Vinicunca – Der Regenbogenberg


Am 16. Jänner verlassen wir Pisaq und damit auch das heilige Tal. Da es sich zeitlich noch ausgeht
vor meinem zweiwöchigen „Heimaturlaub“ werden wir die berühmten „bunten Berge“ gleich jetzt
besichtigen. Zu unserem Erstaunen werden sie im bekanntesten deutschen Reiseführer für
individuelles Reisen nicht einmal erwähnt – aber zum Glück hat man ja eine Freundin, die lange mit einem Peruaner liiert war!

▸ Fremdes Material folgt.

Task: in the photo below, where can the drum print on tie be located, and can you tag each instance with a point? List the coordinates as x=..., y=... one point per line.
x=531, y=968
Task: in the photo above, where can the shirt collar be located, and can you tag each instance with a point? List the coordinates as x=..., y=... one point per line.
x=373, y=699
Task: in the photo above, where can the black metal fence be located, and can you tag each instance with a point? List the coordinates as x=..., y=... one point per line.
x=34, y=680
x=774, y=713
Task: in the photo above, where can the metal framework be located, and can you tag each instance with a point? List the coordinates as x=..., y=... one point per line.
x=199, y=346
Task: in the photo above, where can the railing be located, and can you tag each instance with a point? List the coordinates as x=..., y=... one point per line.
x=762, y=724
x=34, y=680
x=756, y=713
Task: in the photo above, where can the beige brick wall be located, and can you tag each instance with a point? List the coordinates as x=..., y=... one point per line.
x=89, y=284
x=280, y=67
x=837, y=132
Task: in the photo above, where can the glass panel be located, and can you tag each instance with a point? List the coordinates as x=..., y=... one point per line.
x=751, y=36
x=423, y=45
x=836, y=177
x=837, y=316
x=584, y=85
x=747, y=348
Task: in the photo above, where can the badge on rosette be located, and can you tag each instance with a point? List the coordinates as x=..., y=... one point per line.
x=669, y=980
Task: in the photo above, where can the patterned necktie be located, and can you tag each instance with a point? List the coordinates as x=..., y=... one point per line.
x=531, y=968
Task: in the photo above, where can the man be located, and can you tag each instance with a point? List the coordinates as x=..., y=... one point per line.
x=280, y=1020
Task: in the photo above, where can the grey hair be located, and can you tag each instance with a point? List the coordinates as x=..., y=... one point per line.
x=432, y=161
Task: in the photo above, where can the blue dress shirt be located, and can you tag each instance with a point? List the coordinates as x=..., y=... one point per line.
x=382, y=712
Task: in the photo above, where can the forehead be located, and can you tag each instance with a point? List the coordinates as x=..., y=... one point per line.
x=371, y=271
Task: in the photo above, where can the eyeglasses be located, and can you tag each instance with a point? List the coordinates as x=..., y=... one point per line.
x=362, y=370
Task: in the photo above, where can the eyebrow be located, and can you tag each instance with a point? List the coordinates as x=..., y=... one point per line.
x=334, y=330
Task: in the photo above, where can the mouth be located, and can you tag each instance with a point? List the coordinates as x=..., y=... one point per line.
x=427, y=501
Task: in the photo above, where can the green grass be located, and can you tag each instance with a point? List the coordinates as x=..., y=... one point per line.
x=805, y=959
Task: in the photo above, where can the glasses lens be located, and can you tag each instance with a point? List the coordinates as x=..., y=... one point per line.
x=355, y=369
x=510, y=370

Die Anfahrt zu den bunten Bergen ist erstmal unspektakulär – theoretisch – nicht jedoch, wenn man zu einem eben passierten, schweren Unfall kommt. Erstmal sehen wir nicht viel: 2 ineinander
verkeilte Fahrzeuge (1 LKW mit 4 Pferden beladen und ein überladener Minibus) sowie die
dazugehörigen Insassen auf der Straße stehend im Regen auf ca. 3.500 Höhenmetern. Die vor allem anwesenden Herren zeigen keine Anzeichen uns in irgendeiner Art und Weise eine Information zukommen zu lassen – der Weg ist versperrt – wir kommen nicht weiter. Wir warten eine Weile im Auto, schließlich steigt Haimo aus und geht mal langsam Richtung der beiden Fahrzeuge. Die Männer stehen eher untätig herum und Haimo versteht sie nicht, daher schaut er mal in den Minibus. Hinter dem Steuer sitzt der eingeklemmte Lenker – der Motorblock hat sich durch den Aufprall mit der Lenksäule in den Innenraum verschoben und den Mann eingeklemmt – um ehrlich zu sein, es sieht für das linke Bein nicht gut aus. Aus dem Ohr blutet er – das nächste unheilvolle Indiz. Haimo kommt wieder zurück zum Zebra und bittet mich, mit den indigenen Männern zu sprechen. Wie befürchtet ist dieses Unterfangen zum Scheitern verurteilt: Zum einen bin ich weiß und noch viel schlimmer: eine Frau. Man macht also keinen Hehl daraus, dass man mit mir nicht kommunizieren will. Dazu kommt, dass die indigene Bevölkerung ihre Dinge selbst regelt und in dem Fall sieht es dann doch so aus, als hätte der Fahrer des Colectivos die Kurve mit erhöhter Geschwindigkeit geschnitten – somit ist er Schuld. Und die Schuldfrage bzw die Bestrafung klärt man so mancherorts in Peru noch gerne selbst (in dem Fall durch Nichts-Tun) . Da Haimo als Mitglied des Roten Kreuzes aber im Helfer Team mitspielt und ich durch meine angeborene Hartnäckigkeit die Sache auch so nicht auf sich beruhen lassen will bleiben wir lästig. Nach einiger Zeit des Hilfe-Aufdrängens sind sie damit einverstanden unsere offerierte Brechstange
anzunehmen, um zu versuchen das verbogene Metall mit Menschenkraft auseinander zu bekommen. Es gibt ohnehin keinen Mobilfunk Empfang hier und die Bomberos rücken hier in den
Bergen nicht wegen „so etwas“ aus – erklärt man uns. Meine Versuche den Männern zu erklären,
dass wir helfen könnten, Haimo ist ja Rettungssanitäter, werden ignoriert. Man will keine Hilfe.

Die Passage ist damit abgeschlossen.